Unawareness subscores can help with early detection and intervention for Alzheimer disease.

HealthDay News Unawareness, rather than heightened awareness, of memory decline is strongly associated with future clinical progression in older adults, according to a study published online April 25 in JAMA Network Open.

Kayden J. Mimmack, from the Massachusetts General Hospital and Harvard Medical School in Boston, and colleagues investigated the association of a novel measure for self-awareness of memory function with future clinical progression among 436 individuals who were cognitively normal at baseline (mean age, 74.5 years).

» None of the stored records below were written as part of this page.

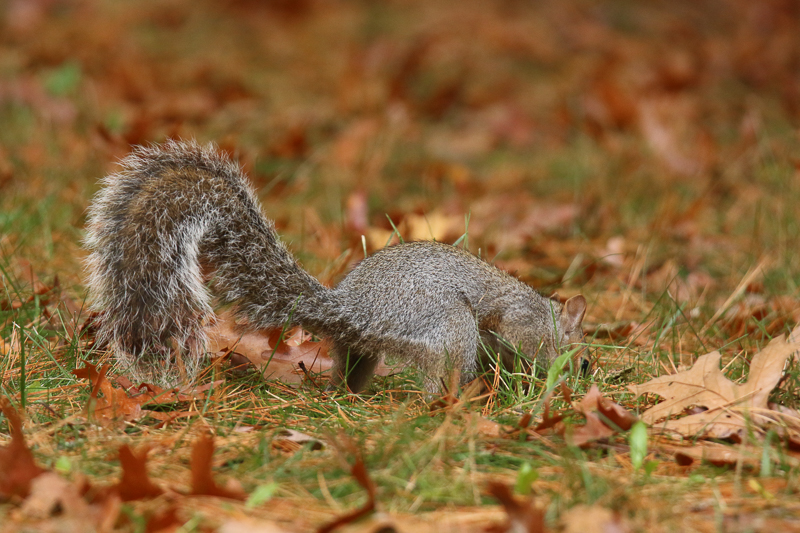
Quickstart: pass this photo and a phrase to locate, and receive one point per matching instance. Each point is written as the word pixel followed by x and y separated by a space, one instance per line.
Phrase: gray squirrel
pixel 178 209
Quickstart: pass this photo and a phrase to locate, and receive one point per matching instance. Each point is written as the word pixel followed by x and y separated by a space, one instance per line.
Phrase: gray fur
pixel 177 206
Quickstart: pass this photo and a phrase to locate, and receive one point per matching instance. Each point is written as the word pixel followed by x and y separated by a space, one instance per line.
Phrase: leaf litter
pixel 590 156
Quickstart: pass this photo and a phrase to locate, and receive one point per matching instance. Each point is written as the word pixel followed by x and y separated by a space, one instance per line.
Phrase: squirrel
pixel 179 209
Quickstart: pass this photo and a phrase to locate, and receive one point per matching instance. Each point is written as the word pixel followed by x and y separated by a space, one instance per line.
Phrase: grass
pixel 518 137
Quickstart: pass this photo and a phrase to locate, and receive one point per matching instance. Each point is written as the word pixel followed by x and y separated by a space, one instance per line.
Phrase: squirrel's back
pixel 176 211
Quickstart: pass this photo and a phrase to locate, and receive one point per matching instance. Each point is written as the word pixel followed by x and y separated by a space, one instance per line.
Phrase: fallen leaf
pixel 595 401
pixel 597 427
pixel 296 440
pixel 203 483
pixel 17 466
pixel 523 516
pixel 729 405
pixel 715 453
pixel 135 483
pixel 277 358
pixel 359 473
pixel 593 519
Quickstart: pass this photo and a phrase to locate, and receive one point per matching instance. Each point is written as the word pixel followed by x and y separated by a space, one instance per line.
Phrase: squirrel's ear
pixel 572 314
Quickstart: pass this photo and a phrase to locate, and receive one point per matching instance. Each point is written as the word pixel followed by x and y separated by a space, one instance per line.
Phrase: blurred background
pixel 634 151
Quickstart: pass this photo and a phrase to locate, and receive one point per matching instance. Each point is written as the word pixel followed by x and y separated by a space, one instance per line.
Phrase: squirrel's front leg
pixel 351 367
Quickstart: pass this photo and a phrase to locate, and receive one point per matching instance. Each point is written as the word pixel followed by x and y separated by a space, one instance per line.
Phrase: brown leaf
pixel 277 356
pixel 593 519
pixel 135 483
pixel 166 520
pixel 296 440
pixel 359 472
pixel 715 453
pixel 728 404
pixel 523 516
pixel 593 430
pixel 595 401
pixel 203 483
pixel 264 349
pixel 17 466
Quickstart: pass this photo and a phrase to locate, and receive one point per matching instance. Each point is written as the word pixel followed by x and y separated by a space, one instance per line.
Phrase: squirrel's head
pixel 541 337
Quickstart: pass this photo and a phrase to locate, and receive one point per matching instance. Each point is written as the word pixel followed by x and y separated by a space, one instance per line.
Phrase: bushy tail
pixel 169 210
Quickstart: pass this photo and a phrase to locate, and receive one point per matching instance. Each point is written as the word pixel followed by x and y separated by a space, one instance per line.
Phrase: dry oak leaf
pixel 203 483
pixel 729 405
pixel 523 515
pixel 17 466
pixel 135 483
pixel 597 427
pixel 593 519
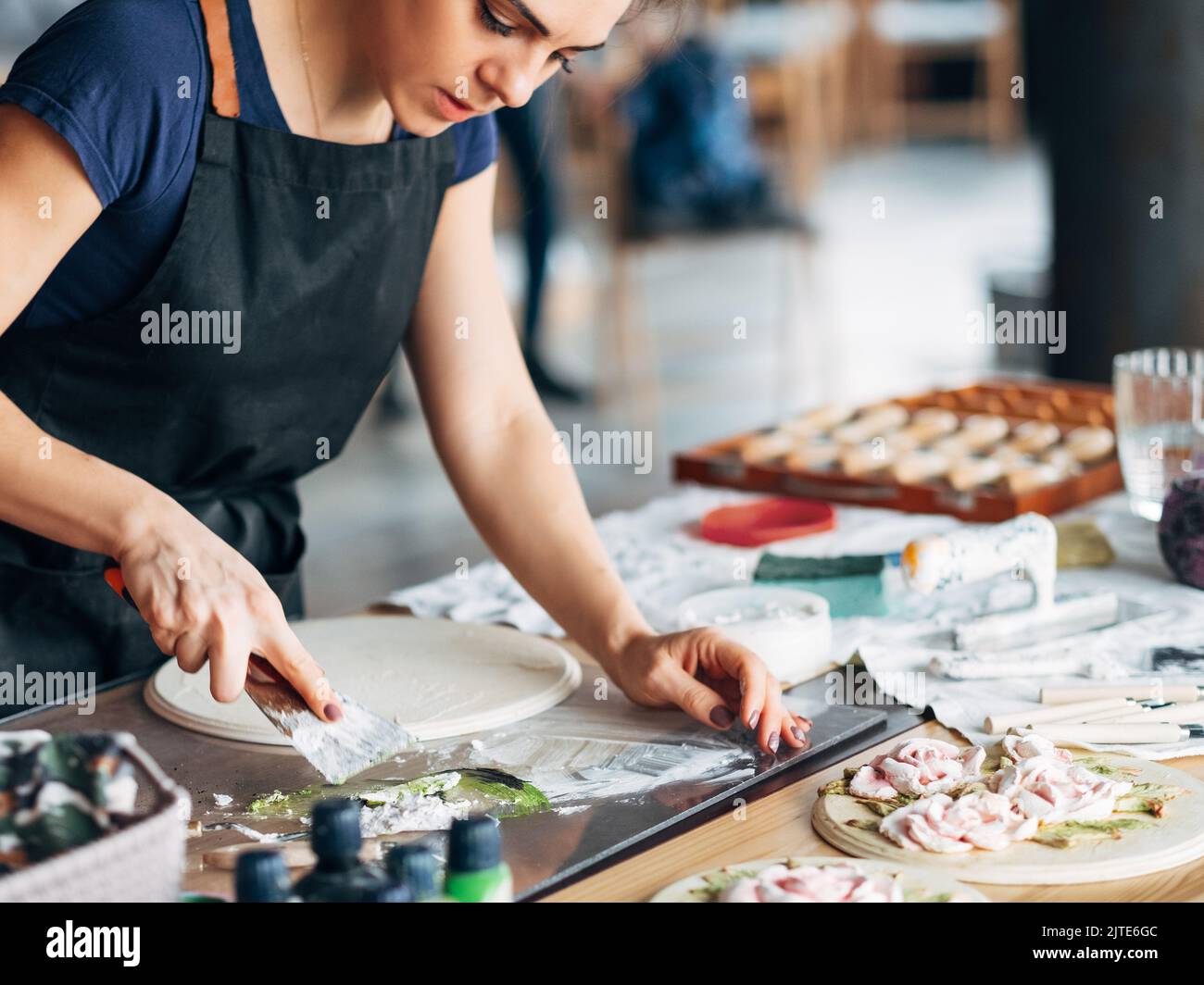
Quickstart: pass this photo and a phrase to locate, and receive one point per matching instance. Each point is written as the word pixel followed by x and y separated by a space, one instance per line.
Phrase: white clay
pixel 920 467
pixel 972 473
pixel 1035 436
pixel 433 677
pixel 874 421
pixel 817 455
pixel 767 447
pixel 1090 443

Researchers found that 20.9% of participants clinically progressed during the 2-year follow-up period. A 1-point improvement on the unawareness subscore was associated with a significant reduction in progression hazard (hazard ratio, 0.16). Similarly, a 1-point decrease was associated with a 540% increase in progression hazard. There were no significant results observed for the heightened awareness or traditional scores.

“In this cohort study of 436 cognitively normal older adults, unawareness, rather than heightened awareness, of memory decline was strongly associated with future clinical progression, providing further support that discordant self- and informant-reported cognitive decline may provide important information to practitioners,” the authors write. “These new subscores hold potential for the early detection of Alzheimer disease and intervention in clinic, as well as greater specificity and sensitivity in research into the relationship between awareness and Alzheimer disease.”

One author disclosed financial ties to Eli Lilly, Eisai, and Genentech.